Il y a là un phénomène bien plus qu’économique, certes. Nous sommes au niveau de l’agression par système et par fatalité, sans but autre que le nihilisme de la destruction, contre la psychologie qui est ainsi réduite et enchaînée, contre les structures de l’organisation du monde. Nous sommes dans le champ d’une attaque totale, — à l’image de la “guerre totale” — lancée mécaniquement contre tous les éléments constituants de la civilisation. Cette situation doit susciter des réflexions d’ordre spirituel sur la substance de ce phénomène dont les hommes, y compris les créatures médiocres qui le manipulent, semblent être les jouets.

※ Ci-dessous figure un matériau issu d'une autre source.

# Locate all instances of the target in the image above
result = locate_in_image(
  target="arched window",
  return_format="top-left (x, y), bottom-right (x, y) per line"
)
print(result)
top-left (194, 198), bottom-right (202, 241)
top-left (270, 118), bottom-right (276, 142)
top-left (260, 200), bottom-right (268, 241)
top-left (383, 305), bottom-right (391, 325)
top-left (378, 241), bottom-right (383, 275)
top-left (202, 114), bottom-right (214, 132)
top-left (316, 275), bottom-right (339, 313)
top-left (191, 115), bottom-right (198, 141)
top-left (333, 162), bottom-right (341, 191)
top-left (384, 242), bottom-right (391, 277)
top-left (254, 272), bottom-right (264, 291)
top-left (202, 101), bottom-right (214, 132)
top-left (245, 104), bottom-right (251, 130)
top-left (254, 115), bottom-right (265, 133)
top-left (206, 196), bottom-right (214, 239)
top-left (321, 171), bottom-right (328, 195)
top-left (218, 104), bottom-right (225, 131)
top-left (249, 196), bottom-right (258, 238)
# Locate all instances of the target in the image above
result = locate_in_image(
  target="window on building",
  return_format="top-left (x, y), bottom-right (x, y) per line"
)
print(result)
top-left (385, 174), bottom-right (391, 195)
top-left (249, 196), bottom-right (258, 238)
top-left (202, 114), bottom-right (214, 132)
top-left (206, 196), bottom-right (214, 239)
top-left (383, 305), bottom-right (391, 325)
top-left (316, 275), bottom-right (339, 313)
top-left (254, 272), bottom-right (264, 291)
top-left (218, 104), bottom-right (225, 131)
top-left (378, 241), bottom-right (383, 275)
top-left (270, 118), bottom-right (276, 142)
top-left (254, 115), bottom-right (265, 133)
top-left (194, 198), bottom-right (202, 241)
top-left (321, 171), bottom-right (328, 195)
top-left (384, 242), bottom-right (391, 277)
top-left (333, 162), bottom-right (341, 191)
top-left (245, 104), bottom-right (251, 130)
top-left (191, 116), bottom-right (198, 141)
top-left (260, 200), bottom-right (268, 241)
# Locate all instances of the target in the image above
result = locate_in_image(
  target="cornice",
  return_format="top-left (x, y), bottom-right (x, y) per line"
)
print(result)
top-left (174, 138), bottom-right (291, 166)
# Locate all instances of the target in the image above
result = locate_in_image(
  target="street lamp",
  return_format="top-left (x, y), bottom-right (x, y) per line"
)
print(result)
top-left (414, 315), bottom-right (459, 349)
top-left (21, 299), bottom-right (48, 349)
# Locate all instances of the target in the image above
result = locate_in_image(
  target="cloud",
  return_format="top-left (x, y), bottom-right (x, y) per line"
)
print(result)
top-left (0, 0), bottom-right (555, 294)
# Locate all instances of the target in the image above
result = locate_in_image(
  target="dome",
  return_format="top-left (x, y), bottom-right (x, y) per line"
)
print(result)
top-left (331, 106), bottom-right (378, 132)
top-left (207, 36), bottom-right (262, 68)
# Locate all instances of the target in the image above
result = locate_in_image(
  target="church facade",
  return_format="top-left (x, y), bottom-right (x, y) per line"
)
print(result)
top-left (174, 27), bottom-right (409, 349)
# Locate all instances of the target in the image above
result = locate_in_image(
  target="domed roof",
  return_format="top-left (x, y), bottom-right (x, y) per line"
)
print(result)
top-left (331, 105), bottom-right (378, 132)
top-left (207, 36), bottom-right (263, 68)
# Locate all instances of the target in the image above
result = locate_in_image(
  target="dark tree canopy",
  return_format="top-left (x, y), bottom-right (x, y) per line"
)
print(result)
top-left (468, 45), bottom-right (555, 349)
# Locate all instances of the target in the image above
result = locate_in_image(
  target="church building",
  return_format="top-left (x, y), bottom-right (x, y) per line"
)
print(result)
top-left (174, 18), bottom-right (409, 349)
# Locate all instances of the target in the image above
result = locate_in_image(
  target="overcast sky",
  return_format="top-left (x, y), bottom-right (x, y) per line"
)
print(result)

Ce qu’écrivait en conclusion Younge le 29 juin doit nous faire sentir la profondeur de ce phénomène, combien il s’apparente à une évocation de la Fin des Temps. On y retrouve, derrière tous les clichés du postmodernisme clinquant, derrière le goût de l’apparence et de la tromperie type-village Potemkine, tous les ingrédients des catastrophes postmodernes.
« Were it not for the T-shirts, areas such as the French quarter, the Garden district and elsewhere uptown seem almost normal today. The fallen trees have been cleared, the graffiti threatening to shoot looters scrubbed off. On a Sunday morning at the Boulangerie on Magazine street — referred to mockingly as the “aisle of denial” — white and wealthy patrons enjoy croissants and creamy lattes. You could almost believe that Katrina, like Pam, was just a scare story to knock the city into shape.
» But if there has been one thing more amazing than how New Orleans has changed since Katrina, it is how much it has stayed the same — and how little the clean-up has achieved. The hurricane season has already begun, and it's an open question whether the city is any better prepared this year than it was last. Driving through the Lower Ninth after her return from North Carolina, Antoinette K-doe kept stopping the car and staring at the post-apocalyptic sight of the neighbourhood where she grew up. It looked as if Katrina had arrived just a week ago: whole houses had been washed off their moorings and into the road; cars had been washed into the houses; trees had been blown on to cars. And there they were still. “We're the richest country in the world,” K-doe said. “I don't understand how we can't fix this up.” In March alone, nine bodies and a skull were found among the city's rubble. It was only earlier this month that they finally resumed mail service to the handful of Lower Ninth residents who have returned. But the postman keeps finding addresses without houses and houses without doors. »
Il serait ironique et ce ne serait que plaisante justice que le premier anniversaire de Katrina, à la fin du mois, attire l’attention des moyens de communication sur ce qu’est devenue La Nouvelle Orléans. Il serait ironique que la chute dans les sondages de GW Bush commencée il y a un an avec Katrina, se poursuive et s’accélère cette année avec la reconstruction, pour le premier anniversaire de la catastrophe et à deux mois des élections générales aux USA. Après tout, il s’agit de frapper ces gens là où ils placent le plus précieux d’eux-mêmes.